"I get up in the morning. I get my kids off to school, I clean my house. I feed my animals."
Rebecca sounds like any ordinary 30-something. But when those chores are done...
"I sit down and play 'Dope Wars.'"
"Dope Wars" is one of the hottest computer games around today, according to CBS News Correspondent Jim Axelrod.
"Balboa Park... Price of acid went up," says Rebecca as she plays the game which utilizes that old axiom about supply and demand.
It's a game of buying low and selling high. "I'll sell it and buy more cocaine."
Uh oh. "Police dogs chasing us."
It's a game that turns this law-abiding mother of two into a virtual coke hoarding, cop evading, dope dealing drug lord.
"Pppphhhhhheeeeewwwwwwwww," she exhales after narrowly escaping.
"Dope Wars" is relatively low-tech as video games go. It may be even a bit boring. There are no gory graphics and no cyber bloodbaths. Actually, it's more like on-line banking than street corner dealing.
"Oh, big heroin bust... Make a profit of $4 million."
Yep, just a simple game of supply and demand.
But, there is that part about how you fight with and get away from the cops...
"Now I get to use my bazooka... And I got them all."
And that doesn't sit too well with law enforcement types, like John Lunt. "That's very offensive. I think it's outrageous."
Rebecca thinks it's not a big deal. "The critics need to get a grip because it's only a game."
But Lunt isn't just a critic. He has spent 27 years with the Drug Enforcement Administration.

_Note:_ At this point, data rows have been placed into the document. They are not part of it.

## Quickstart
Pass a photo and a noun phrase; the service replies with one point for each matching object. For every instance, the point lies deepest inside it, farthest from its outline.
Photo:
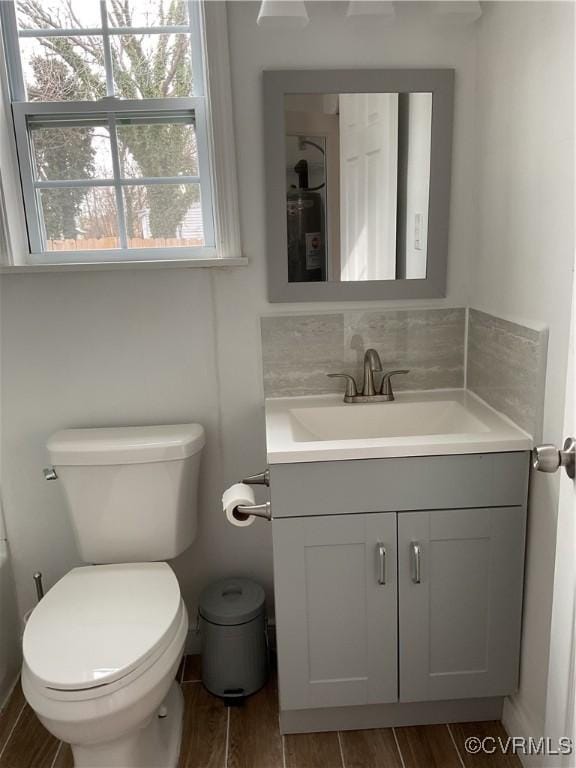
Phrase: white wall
(523, 268)
(156, 346)
(9, 620)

"People can look at it, if they want, as just a game. But you have to look at it as, can that or can that not impact our young people," says Lunt.
In this current debate about "Dope Wars," it's not too hard to hear echoes of past arguments about emerging cultural trendsfrom rock 'n roll to rapone generation's "entertainment" has often been another's "threat."
"Every generation has its form of entertainment that parents just don't get," says Ty Burr of Entertainment Weekly.
And computer games like "Dope Wars" are today's version, Burr says.
"If video games were around in the 1920s, I guarantee you there would be a bootleggers video game. It's that same kind of feeling that 'this is naughty, this is taboo. Let's do it.'"
But if anyone would be outraged by a computer game targeting cops, you might think it would be Rebecca, since both her husband and her father have law enforcement backgrounds. But she says they don't have a problem with the game.
A law enforcement family hooked on "Dope Wars."
The lines between pleasure and danger may always be moving, but in the computer age, they are being drawn in ways never seen before.
In this particula game, Rebecca came up short in the end. "I've been wasted by a loan shark."